Aldosterone and tight junctions:: modulation of claudin-4 phosphorylation in renal collecting duct cells

Aldosterone classically modulates Na transport in tight epithelia such as the renal collecting duct ( CD) through the transcellular route, but it is not known whether the hormone could also affect paracellular permeability. Such permeability is controlled by tight junctions ( TJ) that form a size- and charge- selective barrier. Among TJ proteins, claudin-4 has been highlighted as a key element to control paracellular charge selectivity. In RCCD2 CD cells grown on filters, we have identified novel early aldosterone effects on TJ. Endogenous claudin- 4 abundance and cellular localization were unaltered by aldosterone.
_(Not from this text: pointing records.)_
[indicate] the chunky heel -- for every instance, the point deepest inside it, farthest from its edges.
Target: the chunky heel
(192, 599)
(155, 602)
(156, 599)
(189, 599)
However, the hormone promoted rapid ( within 15 - 20 min) and transient phosphorylation of endogenous claudin- 4 on threonine residues, without affecting tyrosine or serine; this event was fully developed at 10 nM aldosterone and appeared specific for aldosterone ( because it is not observed after dexamethasone treatment and it depends on mineralocorticoid receptor occupancy). Within the same delay, aldosterone also promoted an increased apical- to- basal passage of I-125 ( a substitute for Cl-36), whereas Na-22 passage was unaffected; paracellular permeability to [H-3] mannitol was also reduced. Later on ( 45 min), a fall in transepithelial resistance was observed. These data indicate that aldosterone modulates TJ properties in renal epithelial cells.